In our hospital there were 308 patients with severe preeclampsia during an 8 year period. The prevalence of severe preeclampsia was 0.96%. 147 patients (47.7%) had early-onset preeclampsia (< 34 weeks of gestation), and 161 (52.3%) had late-onset of the disease (≥34 weeks of gestation). The mean gestational age at delivery was significantly lower in the early-onset group (32±2.65 vs. 38.88±1.46 weeks, p <0.001). About 48% of patients from the early-onset group and 64% from the late-onset group were primiparas. Patients from the early-onset group had significantly higher mean blood pressure (173.78/110.65 mmHg vs. 163.72 /104.25 mmHg, p<0.001) and significantly higher aminotransferase levels (AST 44.33 ±48.32, ALT 38.52 ±37.52 vs. AST 21.21±20.14, ALT 18.67±16.49, p<0.001). Patients from the late-onset group had significantly more previous pregnancies in their medical history (46.58% vs. 21.77%, p<0.001) with no differences in abortion rates between the groups.

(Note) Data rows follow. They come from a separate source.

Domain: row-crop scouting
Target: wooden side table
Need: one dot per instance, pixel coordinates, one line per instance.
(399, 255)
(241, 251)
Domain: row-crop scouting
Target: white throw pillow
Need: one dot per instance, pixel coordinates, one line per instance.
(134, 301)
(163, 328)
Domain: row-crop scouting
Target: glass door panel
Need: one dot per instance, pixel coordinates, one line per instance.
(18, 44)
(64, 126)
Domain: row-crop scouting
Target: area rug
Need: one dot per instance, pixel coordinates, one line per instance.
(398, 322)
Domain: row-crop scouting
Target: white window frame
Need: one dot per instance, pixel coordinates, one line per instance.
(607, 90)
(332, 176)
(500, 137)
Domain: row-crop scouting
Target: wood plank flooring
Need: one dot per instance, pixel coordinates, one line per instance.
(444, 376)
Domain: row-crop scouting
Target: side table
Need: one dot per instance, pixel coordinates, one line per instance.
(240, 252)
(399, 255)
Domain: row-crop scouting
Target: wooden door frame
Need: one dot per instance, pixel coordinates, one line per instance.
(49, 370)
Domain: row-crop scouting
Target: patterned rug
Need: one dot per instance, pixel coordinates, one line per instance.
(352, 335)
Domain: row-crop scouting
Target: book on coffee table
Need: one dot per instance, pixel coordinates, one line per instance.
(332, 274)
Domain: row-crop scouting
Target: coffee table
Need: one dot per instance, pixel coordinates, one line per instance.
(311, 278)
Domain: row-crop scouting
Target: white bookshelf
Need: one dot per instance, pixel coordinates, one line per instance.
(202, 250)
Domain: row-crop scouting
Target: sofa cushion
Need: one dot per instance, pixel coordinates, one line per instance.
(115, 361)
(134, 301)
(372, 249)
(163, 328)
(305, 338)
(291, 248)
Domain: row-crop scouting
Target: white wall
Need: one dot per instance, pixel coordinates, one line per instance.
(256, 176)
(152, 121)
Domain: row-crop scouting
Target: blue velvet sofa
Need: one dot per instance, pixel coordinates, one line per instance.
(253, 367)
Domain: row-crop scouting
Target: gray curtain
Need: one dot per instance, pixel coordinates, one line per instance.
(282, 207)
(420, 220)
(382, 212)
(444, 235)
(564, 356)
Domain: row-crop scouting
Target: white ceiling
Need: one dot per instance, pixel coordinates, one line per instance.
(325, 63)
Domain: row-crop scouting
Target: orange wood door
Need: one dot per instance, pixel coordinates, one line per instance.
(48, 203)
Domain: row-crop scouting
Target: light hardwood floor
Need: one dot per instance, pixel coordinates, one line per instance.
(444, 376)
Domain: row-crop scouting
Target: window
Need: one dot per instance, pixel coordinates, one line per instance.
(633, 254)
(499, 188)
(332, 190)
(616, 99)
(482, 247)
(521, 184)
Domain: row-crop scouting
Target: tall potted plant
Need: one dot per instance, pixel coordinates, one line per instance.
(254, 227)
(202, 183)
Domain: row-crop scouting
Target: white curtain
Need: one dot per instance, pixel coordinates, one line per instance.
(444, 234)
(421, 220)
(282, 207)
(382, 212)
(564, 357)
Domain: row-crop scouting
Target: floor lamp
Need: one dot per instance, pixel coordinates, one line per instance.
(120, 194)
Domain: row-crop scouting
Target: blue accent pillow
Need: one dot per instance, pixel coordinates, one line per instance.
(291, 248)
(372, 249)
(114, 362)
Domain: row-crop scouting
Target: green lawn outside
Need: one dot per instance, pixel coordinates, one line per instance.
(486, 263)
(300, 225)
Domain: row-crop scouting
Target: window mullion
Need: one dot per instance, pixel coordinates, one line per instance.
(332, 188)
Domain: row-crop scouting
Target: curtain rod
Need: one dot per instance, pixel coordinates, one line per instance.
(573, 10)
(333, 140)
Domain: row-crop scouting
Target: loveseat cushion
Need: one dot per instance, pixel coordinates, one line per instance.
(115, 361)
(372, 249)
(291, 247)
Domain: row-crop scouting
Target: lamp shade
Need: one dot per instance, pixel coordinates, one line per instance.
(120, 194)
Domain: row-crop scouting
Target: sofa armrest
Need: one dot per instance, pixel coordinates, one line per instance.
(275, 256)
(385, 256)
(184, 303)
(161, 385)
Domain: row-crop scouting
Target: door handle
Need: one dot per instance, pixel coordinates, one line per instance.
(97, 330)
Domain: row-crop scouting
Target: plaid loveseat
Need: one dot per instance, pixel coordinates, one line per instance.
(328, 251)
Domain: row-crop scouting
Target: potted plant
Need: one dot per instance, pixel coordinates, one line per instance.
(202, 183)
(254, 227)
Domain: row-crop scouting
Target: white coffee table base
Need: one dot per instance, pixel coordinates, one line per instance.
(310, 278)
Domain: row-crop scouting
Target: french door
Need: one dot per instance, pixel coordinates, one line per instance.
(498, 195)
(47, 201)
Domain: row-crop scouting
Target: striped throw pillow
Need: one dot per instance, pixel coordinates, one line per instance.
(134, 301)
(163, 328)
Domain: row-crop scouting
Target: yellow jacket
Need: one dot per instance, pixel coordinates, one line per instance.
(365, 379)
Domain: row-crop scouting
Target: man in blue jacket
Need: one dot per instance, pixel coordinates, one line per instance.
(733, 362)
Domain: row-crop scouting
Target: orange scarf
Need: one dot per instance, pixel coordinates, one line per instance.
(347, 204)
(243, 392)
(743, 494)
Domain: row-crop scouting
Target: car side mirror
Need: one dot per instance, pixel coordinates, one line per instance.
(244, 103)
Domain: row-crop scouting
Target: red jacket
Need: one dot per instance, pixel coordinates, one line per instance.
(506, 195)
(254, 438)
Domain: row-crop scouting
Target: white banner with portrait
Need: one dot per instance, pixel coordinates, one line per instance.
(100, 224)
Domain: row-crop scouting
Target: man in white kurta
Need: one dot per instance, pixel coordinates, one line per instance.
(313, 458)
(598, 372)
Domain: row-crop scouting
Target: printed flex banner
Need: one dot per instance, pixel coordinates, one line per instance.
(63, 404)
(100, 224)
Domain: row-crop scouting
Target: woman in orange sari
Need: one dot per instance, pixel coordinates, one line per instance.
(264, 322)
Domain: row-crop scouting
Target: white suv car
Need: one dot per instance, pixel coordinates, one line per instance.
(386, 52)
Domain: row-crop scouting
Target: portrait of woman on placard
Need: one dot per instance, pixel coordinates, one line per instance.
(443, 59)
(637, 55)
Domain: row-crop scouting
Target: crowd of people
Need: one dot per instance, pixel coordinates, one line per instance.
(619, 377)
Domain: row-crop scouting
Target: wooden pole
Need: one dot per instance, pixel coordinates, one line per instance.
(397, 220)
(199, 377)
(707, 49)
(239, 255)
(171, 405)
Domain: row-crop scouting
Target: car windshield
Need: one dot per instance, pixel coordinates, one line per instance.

Mothers from the late-onset group had a higher mean age (29.79±5.49 vs. 29.24±5.89, p=0.412) and BMI index score (26.23 ±5.92 vs. 24.66±4.51, p=0.019). We found no significant differences in thrombocyte count (188.92±73.44 vs. 194.90±84.84, p=0.532) and no significant differences in total urinary protein excretion between the groups (3378.03±2700.72 vs. 1822.45±1791.82, p=0.130) (table 1).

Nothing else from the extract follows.